I tried to run my turbine\pmg off a cheep controller and 4, 12 volt lead acid batteries, and almost gave up. Without the grid tie inverter loading the pmg to the torque curve of the turbine, it was all over the place. Too fast, or too slow. Someone needs to come up with a mppt wind controller for use with li-ion batteries, that works as well as the Power-One Wind Turbine Grid-Tie Inverters.

What I'm saying is the generator you built may still make good power if loaded properly by a good charge controller. Also skip the trouble of building one, and just buy one of these. 

http://www.windbluepower.com/Wind_Blue_Motor_Hydro_Permanent_Magnet_Alternator_p/dc-500.htm

Mine runs with a 5 to 1 ratio pully. For every one rotation of the turbine shaft, the PMG turns 5 times. Again this fully depends on size of turbine, torque output, ect. Mine has enough power at wind speeds over 20 miles/h to add a second PMG. Until I add another, I use the turbine's disk break to lock it down in winds above 25 miles/h.

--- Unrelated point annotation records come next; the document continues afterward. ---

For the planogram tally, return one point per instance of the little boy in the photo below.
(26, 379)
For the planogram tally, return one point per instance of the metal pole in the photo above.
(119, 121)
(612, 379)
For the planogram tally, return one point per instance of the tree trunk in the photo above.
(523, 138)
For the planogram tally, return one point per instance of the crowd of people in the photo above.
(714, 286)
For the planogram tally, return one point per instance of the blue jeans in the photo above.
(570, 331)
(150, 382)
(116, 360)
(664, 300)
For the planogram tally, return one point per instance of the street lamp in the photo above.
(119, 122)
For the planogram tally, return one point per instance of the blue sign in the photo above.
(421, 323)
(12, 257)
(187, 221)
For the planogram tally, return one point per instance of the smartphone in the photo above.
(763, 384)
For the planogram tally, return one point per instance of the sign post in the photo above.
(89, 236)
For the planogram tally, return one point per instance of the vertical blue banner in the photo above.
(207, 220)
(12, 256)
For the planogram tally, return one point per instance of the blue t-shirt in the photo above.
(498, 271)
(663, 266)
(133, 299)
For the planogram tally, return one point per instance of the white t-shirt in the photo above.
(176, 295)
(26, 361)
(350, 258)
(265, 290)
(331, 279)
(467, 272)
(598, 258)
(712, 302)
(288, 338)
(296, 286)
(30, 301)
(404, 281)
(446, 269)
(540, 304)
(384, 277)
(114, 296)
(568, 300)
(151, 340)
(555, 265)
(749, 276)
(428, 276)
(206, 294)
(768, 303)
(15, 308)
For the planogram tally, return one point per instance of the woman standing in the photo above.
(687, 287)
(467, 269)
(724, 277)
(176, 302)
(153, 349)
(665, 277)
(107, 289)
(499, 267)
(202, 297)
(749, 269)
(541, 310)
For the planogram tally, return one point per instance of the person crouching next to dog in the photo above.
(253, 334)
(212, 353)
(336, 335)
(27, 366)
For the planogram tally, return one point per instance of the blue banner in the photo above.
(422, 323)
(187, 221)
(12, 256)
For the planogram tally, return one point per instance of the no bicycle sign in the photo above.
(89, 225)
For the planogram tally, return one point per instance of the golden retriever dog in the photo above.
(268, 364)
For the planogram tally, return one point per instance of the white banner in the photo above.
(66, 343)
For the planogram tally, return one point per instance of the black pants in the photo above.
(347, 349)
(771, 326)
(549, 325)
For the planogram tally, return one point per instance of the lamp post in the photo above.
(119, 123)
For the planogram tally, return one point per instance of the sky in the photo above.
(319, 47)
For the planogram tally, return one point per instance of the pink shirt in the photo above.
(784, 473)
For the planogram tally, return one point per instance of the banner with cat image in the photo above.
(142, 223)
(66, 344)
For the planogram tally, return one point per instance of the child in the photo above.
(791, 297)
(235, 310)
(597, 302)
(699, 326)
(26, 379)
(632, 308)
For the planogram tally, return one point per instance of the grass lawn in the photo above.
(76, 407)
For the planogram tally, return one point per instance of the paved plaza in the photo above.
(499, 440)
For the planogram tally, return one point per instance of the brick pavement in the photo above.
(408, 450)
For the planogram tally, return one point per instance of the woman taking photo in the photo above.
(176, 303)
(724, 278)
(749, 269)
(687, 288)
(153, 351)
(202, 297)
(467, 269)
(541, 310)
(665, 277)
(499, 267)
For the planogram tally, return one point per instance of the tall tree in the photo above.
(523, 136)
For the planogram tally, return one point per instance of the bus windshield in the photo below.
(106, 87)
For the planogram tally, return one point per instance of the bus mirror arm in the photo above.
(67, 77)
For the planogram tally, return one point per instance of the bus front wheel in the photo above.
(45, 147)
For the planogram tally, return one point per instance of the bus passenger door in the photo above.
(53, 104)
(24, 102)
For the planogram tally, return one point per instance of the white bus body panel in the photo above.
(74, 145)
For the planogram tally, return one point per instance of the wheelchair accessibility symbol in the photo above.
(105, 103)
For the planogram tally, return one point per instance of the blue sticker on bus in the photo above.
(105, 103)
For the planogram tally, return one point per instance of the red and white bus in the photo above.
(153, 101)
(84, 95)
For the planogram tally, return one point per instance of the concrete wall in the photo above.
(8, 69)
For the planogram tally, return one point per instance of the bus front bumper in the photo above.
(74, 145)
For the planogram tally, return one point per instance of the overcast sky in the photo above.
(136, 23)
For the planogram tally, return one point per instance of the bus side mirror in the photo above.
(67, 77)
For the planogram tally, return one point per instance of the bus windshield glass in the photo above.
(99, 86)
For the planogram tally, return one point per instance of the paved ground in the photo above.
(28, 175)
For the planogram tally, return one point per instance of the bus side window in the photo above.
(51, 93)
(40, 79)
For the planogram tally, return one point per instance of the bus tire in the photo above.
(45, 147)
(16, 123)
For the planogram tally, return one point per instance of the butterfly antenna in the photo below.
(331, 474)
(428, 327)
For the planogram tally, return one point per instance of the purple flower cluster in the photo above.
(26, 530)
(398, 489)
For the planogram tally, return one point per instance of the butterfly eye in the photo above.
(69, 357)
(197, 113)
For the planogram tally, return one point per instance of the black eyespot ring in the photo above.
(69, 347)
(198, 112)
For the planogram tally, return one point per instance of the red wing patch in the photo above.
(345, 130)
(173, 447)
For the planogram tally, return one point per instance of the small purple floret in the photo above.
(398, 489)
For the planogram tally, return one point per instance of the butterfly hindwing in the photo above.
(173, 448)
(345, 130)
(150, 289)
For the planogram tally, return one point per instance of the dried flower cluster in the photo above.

No, I am not a member of otherpower or anotherpower. However, I'm off to check them out.

Thanks Nat


----------



## nat_ster (Oct 19, 2012)

I think I found what I was looking for.

http://www.diyelectriccar.com/forums/showthread.php/10kw-60a-diy-charger-open-source-59210p8.html

This is from post 80



valerun said:


> After talking to a couple of you offline, just realized that my PFC stage can be easily used to boost the DC voltage to the same output value. Reading the datasheet for the ir1153 chip we are using, it is clear that the chip will force the input current track whatever input voltage. In the case of rectified AC input, this will result in half-sinusoidal current draw and hence the power factor correction. But in the case of DC, this will result just in a constant current draw but the booster will produce the same voltage.
> 
> So the charger design with PFC stage can be used for ANY type of input - universal AC or any DC input voltage within ~100-400V. Both limits are soft and can be changed by changing the values of the resistors on the PFC board.
> 
> ...


The best part is they can build it for us we need here.

http://www.emotorwerks.com/cgi-bin/VMcharger_V9.pl

Nat


----------



## aeroscott (Jan 5, 2008)

nat_ster said:


> I think I found what I was looking for.
> 
> http://www.diyelectriccar.com/forums/showthread.php/10kw-60a-diy-charger-open-source-59210p8.html
> 
> ...


 We talked about adding mppt to this charger , check my posts


----------